My contemplation may take a different form than most; work is my meditation. I do projects, ones I have been wanting to do at least all year. This year I have three in mind, though obviously will not get these all done in one day. Or even week. One is small, one is big, one is...only bigger, because it is more daunting.

  • Small: Ceramic numbers, for my house. This is easy, it just takes getting around to it. 
  • Bigger: Refinish my front hall stairs. This is a ton of work but nothing new to learn: I already know how to scrape and sand and paint.
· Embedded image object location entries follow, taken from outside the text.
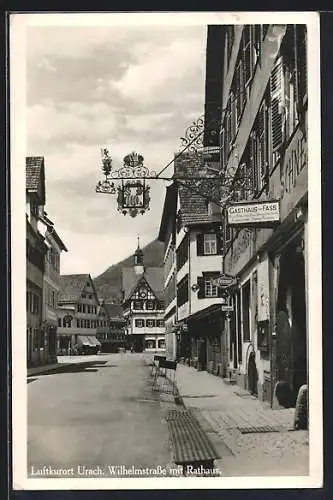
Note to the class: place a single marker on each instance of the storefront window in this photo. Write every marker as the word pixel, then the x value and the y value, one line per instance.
pixel 246 311
pixel 150 344
pixel 161 344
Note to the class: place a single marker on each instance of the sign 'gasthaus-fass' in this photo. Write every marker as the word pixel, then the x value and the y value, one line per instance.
pixel 257 213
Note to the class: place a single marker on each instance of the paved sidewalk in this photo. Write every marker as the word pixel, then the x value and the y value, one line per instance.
pixel 226 412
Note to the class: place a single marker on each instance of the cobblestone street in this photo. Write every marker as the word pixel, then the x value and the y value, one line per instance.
pixel 225 411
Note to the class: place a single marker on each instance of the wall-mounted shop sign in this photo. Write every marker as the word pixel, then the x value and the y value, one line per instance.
pixel 224 281
pixel 254 214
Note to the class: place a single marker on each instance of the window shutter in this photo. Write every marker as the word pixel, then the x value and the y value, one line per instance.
pixel 200 244
pixel 222 162
pixel 277 102
pixel 219 242
pixel 201 291
pixel 220 292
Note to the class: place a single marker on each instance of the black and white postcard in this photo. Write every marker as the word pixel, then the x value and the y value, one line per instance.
pixel 166 250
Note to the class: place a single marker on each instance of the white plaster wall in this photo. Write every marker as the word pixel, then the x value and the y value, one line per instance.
pixel 198 265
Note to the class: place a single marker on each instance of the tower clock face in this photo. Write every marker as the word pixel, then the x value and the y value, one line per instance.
pixel 142 293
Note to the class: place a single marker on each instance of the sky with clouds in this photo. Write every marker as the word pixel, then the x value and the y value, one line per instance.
pixel 132 87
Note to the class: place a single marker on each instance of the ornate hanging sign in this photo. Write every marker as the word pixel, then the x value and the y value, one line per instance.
pixel 133 192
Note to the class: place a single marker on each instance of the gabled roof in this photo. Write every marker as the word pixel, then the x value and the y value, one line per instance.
pixel 169 210
pixel 72 285
pixel 152 275
pixel 35 176
pixel 50 231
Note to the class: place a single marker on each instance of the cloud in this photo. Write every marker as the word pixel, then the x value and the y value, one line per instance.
pixel 83 124
pixel 130 88
pixel 157 73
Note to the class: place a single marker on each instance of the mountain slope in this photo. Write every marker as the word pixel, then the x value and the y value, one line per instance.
pixel 108 284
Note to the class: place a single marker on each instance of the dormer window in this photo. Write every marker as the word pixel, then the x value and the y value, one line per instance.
pixel 34 209
pixel 210 246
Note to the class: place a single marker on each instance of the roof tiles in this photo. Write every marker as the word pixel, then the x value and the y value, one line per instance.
pixel 71 286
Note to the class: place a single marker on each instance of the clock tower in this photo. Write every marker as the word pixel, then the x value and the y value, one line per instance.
pixel 138 260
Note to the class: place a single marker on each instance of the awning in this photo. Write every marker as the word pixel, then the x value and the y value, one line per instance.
pixel 88 341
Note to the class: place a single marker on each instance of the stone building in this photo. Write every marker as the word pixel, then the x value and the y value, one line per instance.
pixel 111 327
pixel 51 285
pixel 78 307
pixel 263 139
pixel 35 260
pixel 143 305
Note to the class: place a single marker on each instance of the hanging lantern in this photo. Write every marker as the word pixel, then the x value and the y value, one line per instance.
pixel 133 194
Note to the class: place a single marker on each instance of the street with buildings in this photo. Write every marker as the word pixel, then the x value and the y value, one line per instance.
pixel 223 312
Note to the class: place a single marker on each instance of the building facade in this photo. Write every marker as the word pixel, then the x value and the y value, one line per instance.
pixel 143 305
pixel 198 263
pixel 263 139
pixel 51 285
pixel 35 261
pixel 167 235
pixel 78 308
pixel 111 327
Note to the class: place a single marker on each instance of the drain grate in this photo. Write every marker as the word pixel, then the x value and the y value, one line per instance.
pixel 199 396
pixel 256 430
pixel 244 395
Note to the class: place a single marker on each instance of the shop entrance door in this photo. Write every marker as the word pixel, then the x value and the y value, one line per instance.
pixel 291 319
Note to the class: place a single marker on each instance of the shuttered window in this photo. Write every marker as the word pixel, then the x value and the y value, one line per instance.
pixel 222 151
pixel 229 42
pixel 247 54
pixel 277 104
pixel 210 244
pixel 182 291
pixel 210 289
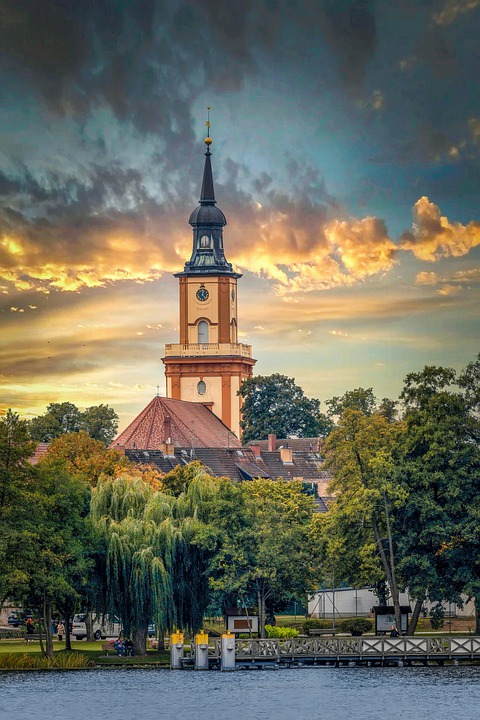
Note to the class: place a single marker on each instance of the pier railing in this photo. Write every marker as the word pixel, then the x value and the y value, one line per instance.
pixel 358 648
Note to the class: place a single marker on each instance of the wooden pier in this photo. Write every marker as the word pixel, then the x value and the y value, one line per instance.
pixel 341 651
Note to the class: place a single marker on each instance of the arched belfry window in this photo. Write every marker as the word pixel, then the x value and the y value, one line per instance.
pixel 203 332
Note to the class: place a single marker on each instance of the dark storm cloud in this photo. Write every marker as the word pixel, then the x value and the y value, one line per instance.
pixel 350 30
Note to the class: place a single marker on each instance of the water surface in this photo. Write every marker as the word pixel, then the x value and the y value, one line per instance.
pixel 285 694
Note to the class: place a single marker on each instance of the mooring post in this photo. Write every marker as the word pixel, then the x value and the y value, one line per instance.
pixel 201 651
pixel 176 651
pixel 228 652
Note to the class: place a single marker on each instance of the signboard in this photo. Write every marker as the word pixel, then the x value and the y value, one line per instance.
pixel 242 623
pixel 385 618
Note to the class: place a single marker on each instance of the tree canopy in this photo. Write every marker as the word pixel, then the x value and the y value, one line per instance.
pixel 275 404
pixel 100 422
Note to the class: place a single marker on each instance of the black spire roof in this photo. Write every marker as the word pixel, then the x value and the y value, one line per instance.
pixel 208 221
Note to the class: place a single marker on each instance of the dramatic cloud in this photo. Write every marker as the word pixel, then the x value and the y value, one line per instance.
pixel 435 237
pixel 452 9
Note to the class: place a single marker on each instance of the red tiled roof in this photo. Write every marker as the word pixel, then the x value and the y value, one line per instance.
pixel 185 424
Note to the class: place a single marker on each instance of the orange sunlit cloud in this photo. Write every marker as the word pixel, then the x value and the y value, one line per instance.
pixel 435 237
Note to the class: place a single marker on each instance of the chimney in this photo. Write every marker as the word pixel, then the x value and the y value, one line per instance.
pixel 167 449
pixel 167 429
pixel 272 442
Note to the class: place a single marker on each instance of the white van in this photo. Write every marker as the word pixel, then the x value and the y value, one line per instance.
pixel 103 627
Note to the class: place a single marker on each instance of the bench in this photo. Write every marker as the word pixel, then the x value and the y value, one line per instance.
pixel 33 636
pixel 106 647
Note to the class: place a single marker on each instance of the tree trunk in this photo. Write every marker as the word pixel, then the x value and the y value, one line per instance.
pixel 140 640
pixel 477 616
pixel 412 625
pixel 68 625
pixel 89 626
pixel 388 572
pixel 47 621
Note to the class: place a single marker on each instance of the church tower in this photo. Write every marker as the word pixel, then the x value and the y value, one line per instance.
pixel 208 364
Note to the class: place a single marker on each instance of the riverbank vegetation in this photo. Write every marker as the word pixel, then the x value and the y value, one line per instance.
pixel 86 529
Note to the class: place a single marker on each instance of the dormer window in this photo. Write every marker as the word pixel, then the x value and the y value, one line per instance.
pixel 203 332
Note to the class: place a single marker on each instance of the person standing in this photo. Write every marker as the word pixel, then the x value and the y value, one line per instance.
pixel 30 628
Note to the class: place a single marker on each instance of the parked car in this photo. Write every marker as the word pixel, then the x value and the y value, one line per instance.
pixel 103 627
pixel 18 617
pixel 152 630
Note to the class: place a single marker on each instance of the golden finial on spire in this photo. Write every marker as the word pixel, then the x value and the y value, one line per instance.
pixel 208 139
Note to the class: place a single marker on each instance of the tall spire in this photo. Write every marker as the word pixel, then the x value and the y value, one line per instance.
pixel 207 194
pixel 208 221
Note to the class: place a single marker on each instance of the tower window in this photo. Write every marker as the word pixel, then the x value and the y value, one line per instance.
pixel 202 332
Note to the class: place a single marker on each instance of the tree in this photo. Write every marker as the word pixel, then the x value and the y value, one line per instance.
pixel 100 422
pixel 364 401
pixel 275 404
pixel 16 475
pixel 151 566
pixel 85 456
pixel 359 527
pixel 60 418
pixel 263 551
pixel 438 462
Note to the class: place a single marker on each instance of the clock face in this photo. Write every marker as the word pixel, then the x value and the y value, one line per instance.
pixel 202 294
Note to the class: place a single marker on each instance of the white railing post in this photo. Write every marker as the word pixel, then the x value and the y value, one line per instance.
pixel 177 650
pixel 201 651
pixel 227 660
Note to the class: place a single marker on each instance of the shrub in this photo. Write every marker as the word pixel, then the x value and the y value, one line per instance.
pixel 356 626
pixel 316 624
pixel 277 631
pixel 63 660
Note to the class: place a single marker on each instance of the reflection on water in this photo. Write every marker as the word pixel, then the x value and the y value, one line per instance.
pixel 295 694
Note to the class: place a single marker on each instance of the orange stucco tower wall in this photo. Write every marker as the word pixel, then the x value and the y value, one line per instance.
pixel 208 364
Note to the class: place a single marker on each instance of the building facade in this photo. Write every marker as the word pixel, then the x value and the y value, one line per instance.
pixel 208 364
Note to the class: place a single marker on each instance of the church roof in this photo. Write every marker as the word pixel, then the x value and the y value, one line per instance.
pixel 182 423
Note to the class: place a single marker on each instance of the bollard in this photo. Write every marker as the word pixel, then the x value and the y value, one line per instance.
pixel 228 652
pixel 176 651
pixel 201 651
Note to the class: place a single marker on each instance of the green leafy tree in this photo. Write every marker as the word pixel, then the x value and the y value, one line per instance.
pixel 86 457
pixel 60 418
pixel 56 570
pixel 100 422
pixel 16 533
pixel 151 566
pixel 263 551
pixel 358 530
pixel 364 401
pixel 275 404
pixel 438 463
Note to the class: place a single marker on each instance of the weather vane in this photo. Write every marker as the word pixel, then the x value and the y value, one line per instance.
pixel 208 139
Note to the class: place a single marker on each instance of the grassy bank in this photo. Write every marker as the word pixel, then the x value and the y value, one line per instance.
pixel 91 654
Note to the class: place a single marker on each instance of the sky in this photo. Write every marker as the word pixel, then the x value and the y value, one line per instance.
pixel 346 158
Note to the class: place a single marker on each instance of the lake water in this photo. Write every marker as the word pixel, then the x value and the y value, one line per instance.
pixel 285 694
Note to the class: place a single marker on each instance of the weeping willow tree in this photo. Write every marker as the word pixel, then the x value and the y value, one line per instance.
pixel 153 569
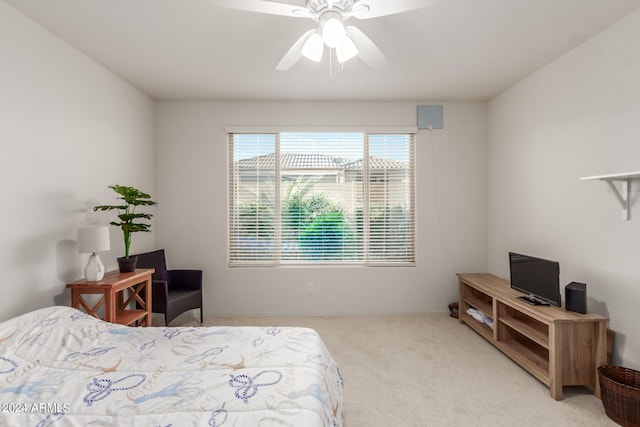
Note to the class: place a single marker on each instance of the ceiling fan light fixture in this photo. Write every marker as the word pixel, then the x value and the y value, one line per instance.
pixel 313 48
pixel 333 32
pixel 346 50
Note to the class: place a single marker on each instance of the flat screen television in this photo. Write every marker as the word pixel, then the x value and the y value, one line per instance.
pixel 538 278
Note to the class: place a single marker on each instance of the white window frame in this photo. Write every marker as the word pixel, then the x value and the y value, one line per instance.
pixel 405 130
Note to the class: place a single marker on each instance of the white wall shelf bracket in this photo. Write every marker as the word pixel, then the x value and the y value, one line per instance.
pixel 621 191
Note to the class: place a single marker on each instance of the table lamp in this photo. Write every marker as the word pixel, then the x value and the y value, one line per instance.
pixel 93 240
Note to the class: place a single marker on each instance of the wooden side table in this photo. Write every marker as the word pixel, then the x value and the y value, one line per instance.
pixel 116 305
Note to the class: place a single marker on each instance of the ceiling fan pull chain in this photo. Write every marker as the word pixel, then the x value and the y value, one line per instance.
pixel 330 65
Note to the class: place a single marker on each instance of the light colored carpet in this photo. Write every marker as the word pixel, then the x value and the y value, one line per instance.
pixel 430 370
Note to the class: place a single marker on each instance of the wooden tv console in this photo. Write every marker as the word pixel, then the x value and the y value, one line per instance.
pixel 556 346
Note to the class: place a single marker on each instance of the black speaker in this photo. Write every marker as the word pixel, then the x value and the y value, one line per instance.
pixel 575 297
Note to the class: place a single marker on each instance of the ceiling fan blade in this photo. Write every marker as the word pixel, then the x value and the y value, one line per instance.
pixel 264 6
pixel 367 9
pixel 294 54
pixel 367 50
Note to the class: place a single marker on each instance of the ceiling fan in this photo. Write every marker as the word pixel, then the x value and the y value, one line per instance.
pixel 331 15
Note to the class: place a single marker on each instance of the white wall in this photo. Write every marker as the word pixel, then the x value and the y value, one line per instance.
pixel 451 209
pixel 576 117
pixel 68 129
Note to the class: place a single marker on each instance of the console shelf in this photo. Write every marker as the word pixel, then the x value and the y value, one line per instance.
pixel 556 346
Every day for more than ten years I have looked at theses stairs wishing they looked better but despite my finest efforts of waiting them out and looking at staircases on Pinterest, they have refused to refinish themselves. 
    A start
  • Biggest: A mosaic for my entry hall. This is not a thing I have ever done before, although I have some ideas on how to approach it. The design I can handle; the ceramics are old hat; but the installation - that's where I will be challenged. 
Though all appears cold and dead, the real business of winter is renewal. It's time to be getting on with it. 

Tidings of Comfort and Joy

Happy Holidays from the House of Many Cats.

Comfort & joy, indeed.

Monday, December 19, 2016

Today's To Dos

Happy Monday! It's going to be a busy day here at Fine Mess Pottery. I have an order due in January (bless them!) and a few other projects I've been meaning to get to. Though I still have gift shopping to do, the busiest part of December is done for me, so I start looking toward 2017.

 My list looks like this:

  1. Throw 30 small jars for order
  2. Roll out slab - making street numbers for my house!
  3. State capitol: get a start on saving the world
  4. Holiday shopping
  5. Call INFAB Refractories - do they have superduty firebrick I can pick up tomorrow?
  6. Call for oil - don't want to be caught without in this cold snap
  7. Check if slab is leatherhard - cut numbers
  8. Create template for email newsletter
What does your list look like today? 😊

Friday, December 16, 2016

Never Miss a Chance to Wear a Boa

The Portland Pottery Holiday Party was fabulous last night! As I said yesterday, I didn't have any pots, but I did have a top hat & a boa! Couldn't resist sharing the photo
- I may never be this clean again until next year's party.

The show is mostly pottery, but lots of other great items too. I got these marvelous hand puppets for my little nephews They were an amazing bargain at only $20 - look how much work went into them.

The show & sale is still up thru Sunday. If you are in Portland, you should check it out!